7. Department of Pediatric Surgery, Sri Ramachandra Institute of Higher Education and Research, Chennai, Tamil Nadu, India

Abstract

ABSTRACT Background and Aims: Of late, there are many legal representations from select quarters to halt all medical interventions in children with differences of sex development (DSD). In this survey on management decisions in DSD, we distil the views of Indian stakeholders: parents, physicians, and grown-up patients with DSD on their management decisions to identify decisional satisfaction or gender dysphoria. Methods: The survey domains included the patient demographics, final diagnosis, decision on the sex of rearing, surgical interventions, opinion of the stakeholders on the preferred age of sex assignment, final sex of rearing, and agreement/disagreement about sex assignment (gender dysphoria). Results: A total of 106 responses were recorded (66% parents, 34% grown-up patients aged 12–50 years). Among parents, 65/70 (95%) preferred the sex to be assigned soon after birth.

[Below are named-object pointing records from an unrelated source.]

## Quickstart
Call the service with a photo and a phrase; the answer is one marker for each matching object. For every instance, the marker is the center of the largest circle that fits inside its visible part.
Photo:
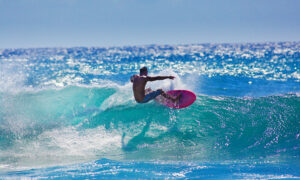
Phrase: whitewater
(70, 112)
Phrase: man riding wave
(139, 84)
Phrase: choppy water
(70, 112)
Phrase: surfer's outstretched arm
(155, 78)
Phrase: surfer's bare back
(139, 84)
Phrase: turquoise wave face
(71, 105)
(79, 123)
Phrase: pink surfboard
(186, 99)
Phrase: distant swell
(81, 123)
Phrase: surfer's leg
(174, 99)
(151, 95)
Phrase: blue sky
(68, 23)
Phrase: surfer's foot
(176, 100)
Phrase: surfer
(139, 84)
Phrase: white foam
(64, 146)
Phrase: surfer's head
(143, 71)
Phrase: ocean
(69, 113)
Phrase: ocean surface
(70, 113)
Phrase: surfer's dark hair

All grown-up patients preferred sex to be assigned soon after birth. Regarding decisions on surgery, 74% of physicians and 75% of the grown-up patients felt parents should be allowed to decide interventions. Among Indian parents, 90% felt they should have the right to decide surgery in the best interest of their child for a safe social upbringing. Overall, gender dysphoria among Indian DSD patients was <1% (1/103, 0.97%). Conclusions: The predominant preference and opinion of major Indian stakeholders (physicians, parents, and grown-up DSD patients) support the existing approach toward DSD management, including early sex assignment and necessary medical intervention.